How important is it for devotee-couples to follow the Vedic model for gender roles in their relationship?
Transcribed by: Jyoti Shirasangi
How important is it for a devotee couple to stick to the traditional gender roles, in terms of the wife being submissive to the husband, and the husband being the leader of the family, in the practice of Krishna consciousness in today’s world?
The traditional Vedic model can serve as a guideline, at the same time; we cannot eradicate individual nature which is shaped also by the upbringing in this life.
Now, traditionally the soul in a female body has a particular nature, and the soul in the male body has a particular nature, that is the nature that is endowed by the body. But along with that, the upbringing in this life also shapes once thinking, once behaving, once acting substantially, and that cannot be neglected.
That’s why, if the women has been brought up in a particular family or a particular culture, where she had also got education and she has in many ways taken her own decisions, and has lived largely in the way that women live in today’s world (not necessarily in terms of degradation that many women unfortunately embrace in the name of liberation), But overall in terms of having their own education, their own currier, and having their own vision for life.
for such a women, to expect suddenly to take the role of a submissive housewife, just because she has become a devotee, will be too much of a demand. Because nature has been shaped in a particular way, by the decades and decades of upbringing and culture that has been there.
Moreover even the husband may feel uncomfortable with this, although initially the idea of a submissive wife may be pleasurable for the male ego. The ego can go on a power trip also, that’s the prospect. But overall the way men and women interact in today’s world is not like that.
When males and females interact in colleges, or they interact in professional settings, they generally interact in a way that is determined not by gender, but by other factors. May be the competence in a particular field, the structures of the institution and who is at what post in that institution.
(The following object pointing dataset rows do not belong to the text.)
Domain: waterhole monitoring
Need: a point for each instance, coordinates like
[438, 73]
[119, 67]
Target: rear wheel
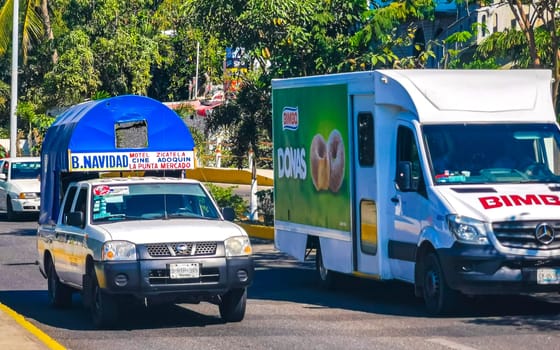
[103, 308]
[233, 305]
[60, 295]
[438, 297]
[327, 278]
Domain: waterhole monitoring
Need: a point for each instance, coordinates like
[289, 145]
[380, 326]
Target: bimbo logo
[290, 118]
[514, 200]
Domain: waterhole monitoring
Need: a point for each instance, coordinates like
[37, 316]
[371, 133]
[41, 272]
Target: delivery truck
[445, 179]
[120, 224]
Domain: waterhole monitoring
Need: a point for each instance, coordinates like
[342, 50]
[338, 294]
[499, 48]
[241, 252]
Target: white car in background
[19, 186]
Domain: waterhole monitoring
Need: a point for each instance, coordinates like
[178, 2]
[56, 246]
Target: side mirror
[228, 213]
[75, 218]
[404, 176]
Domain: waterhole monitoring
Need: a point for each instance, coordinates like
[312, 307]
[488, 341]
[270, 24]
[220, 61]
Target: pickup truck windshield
[493, 153]
[26, 170]
[151, 201]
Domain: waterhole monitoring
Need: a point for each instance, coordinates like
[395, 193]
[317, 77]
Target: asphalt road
[286, 310]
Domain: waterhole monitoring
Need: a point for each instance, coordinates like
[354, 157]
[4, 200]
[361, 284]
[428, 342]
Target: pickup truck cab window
[153, 201]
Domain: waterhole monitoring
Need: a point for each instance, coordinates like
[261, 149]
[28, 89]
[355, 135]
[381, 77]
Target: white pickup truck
[154, 239]
[121, 239]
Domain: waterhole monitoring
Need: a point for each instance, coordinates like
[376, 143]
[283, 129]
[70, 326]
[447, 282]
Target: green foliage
[75, 77]
[225, 197]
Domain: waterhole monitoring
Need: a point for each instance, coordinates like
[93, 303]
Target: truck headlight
[467, 230]
[118, 250]
[238, 246]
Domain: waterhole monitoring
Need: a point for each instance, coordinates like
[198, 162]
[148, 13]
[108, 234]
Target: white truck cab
[445, 179]
[19, 186]
[153, 239]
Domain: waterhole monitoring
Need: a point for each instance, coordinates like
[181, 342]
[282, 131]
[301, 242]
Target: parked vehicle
[445, 179]
[116, 236]
[19, 186]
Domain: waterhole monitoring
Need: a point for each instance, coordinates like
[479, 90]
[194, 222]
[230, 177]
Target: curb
[39, 334]
[258, 231]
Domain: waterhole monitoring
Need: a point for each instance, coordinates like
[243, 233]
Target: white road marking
[450, 344]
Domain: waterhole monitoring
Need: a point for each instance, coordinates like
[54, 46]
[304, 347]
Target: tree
[32, 25]
[297, 38]
[535, 44]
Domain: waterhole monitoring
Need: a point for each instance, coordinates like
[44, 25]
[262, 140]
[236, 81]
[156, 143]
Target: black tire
[60, 295]
[438, 297]
[327, 278]
[233, 305]
[104, 309]
[10, 214]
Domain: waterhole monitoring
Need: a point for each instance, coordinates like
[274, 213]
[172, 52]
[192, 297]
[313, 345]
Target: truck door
[61, 248]
[76, 239]
[4, 167]
[410, 206]
[364, 199]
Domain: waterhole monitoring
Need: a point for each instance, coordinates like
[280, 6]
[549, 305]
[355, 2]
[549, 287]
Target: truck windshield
[493, 153]
[151, 201]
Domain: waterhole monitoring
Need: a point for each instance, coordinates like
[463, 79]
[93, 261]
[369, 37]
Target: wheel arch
[423, 250]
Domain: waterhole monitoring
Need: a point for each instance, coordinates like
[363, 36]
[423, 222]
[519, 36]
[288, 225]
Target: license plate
[188, 270]
[548, 276]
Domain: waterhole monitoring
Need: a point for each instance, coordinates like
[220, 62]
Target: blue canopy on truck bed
[115, 134]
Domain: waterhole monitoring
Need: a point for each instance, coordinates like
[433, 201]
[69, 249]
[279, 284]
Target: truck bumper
[483, 270]
[151, 278]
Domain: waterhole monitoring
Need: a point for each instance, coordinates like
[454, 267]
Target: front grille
[207, 275]
[521, 234]
[182, 249]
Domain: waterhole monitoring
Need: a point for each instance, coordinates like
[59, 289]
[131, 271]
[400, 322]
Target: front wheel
[60, 295]
[10, 214]
[438, 297]
[233, 305]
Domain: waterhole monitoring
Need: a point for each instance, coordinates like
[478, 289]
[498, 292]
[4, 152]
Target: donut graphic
[327, 161]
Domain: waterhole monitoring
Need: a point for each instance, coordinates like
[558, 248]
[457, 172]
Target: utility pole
[13, 102]
[196, 75]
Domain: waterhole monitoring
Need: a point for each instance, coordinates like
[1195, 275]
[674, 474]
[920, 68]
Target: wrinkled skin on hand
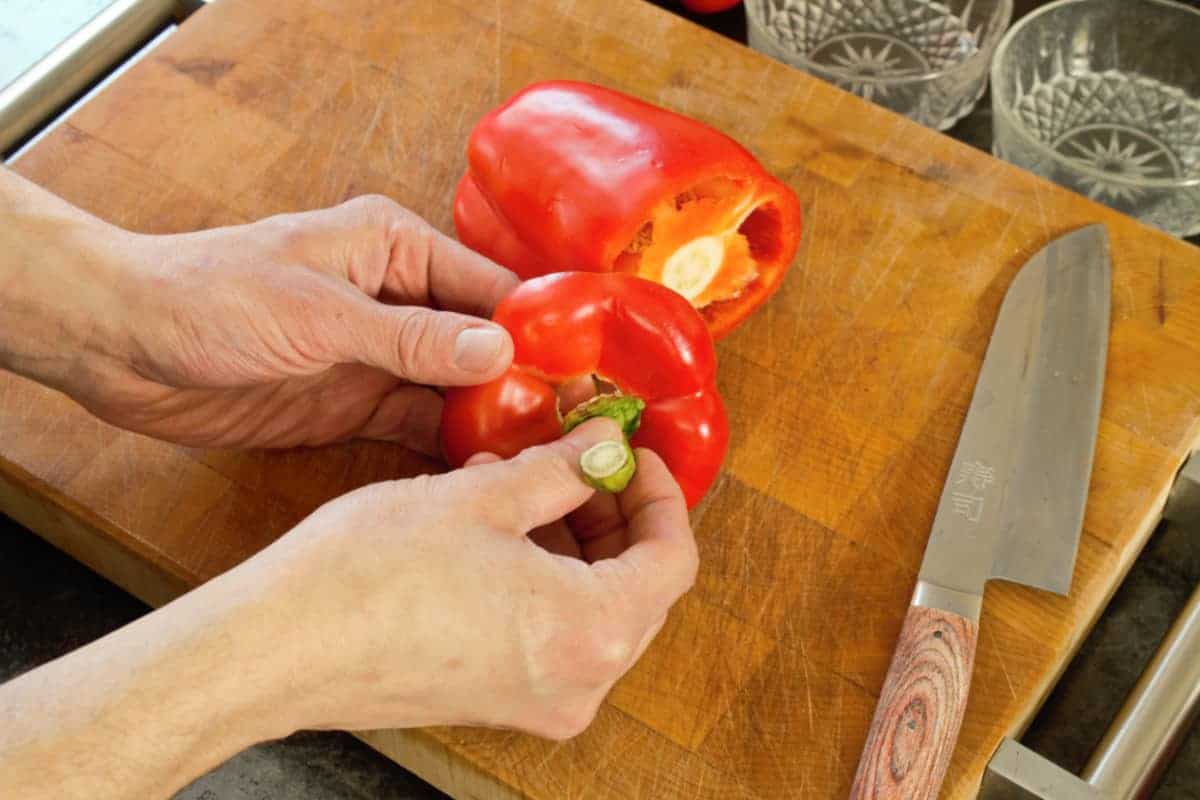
[297, 330]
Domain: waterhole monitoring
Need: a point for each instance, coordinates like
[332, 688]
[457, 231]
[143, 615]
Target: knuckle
[377, 208]
[598, 651]
[415, 340]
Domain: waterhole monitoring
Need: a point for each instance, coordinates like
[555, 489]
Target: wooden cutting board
[846, 392]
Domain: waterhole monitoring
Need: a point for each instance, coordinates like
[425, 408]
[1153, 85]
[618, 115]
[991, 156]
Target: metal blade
[1013, 503]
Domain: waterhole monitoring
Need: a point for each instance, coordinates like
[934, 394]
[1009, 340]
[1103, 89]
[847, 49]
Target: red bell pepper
[708, 6]
[574, 176]
[634, 334]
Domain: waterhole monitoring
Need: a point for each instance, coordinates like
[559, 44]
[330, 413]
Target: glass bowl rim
[900, 80]
[1002, 109]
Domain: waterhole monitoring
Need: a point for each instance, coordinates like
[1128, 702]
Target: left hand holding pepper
[297, 330]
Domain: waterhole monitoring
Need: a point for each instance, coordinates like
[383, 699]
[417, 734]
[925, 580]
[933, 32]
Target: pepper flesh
[575, 175]
[708, 6]
[636, 335]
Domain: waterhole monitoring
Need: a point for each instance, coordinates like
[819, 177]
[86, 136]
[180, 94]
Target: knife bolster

So, the factors other than gender, determine the nature of interaction between males and females. So, even the husband may not be able to function effectively, and the husband definitely will not be as as exemplary husband as the Vedic cultural model expects, where the wife is said to be submissive to her husband, and the husband is also expected to be submissive to the spiritual master, and the husband is also expected to be exemplary leader and protector of the family. So, honestly speaking, weather the husband has that spiritual caliber, is something which needs to be examined honestly with introspection and discussion.
It is best that, every individual couple recognize their unique situation, not just in terms of the fact that we are practicing a timeless philosophy in a contemporary setting, which is quite different from the way it was practiced traditionally, but also that, every individual is different, and that every individual’s interactions with other individuals will also be different.
Therefore, based on this mutual understanding of each other’s nature, and based on the understanding of what would help that relationship to flourish, A particular way of developing that relationship may be integrated, and that will be learnt along the way. And over a period of time, individual couples will understand, how best they can function.
So, rather than insisting on the specific gender models (Vedic models for gender relationships), we should understand the purpose of that model. The purpose was two fold.
One was to help both of them (the husband and the wife) to have a healthy and strong relationship among themselves, and secondly to help both of them to develop as individuals and as devotees, and grow in their spiritual life with each other’s assistance, and their service to Krishna.
So, how these two purposes (developing mutual relationship and developing relationship with Krishna), how they can be best facilitated and promoted in today’s world, that every couple will have to decided, based on their own experience, their own understanding, and then their own guidance, that they will get from the super soul within the heart.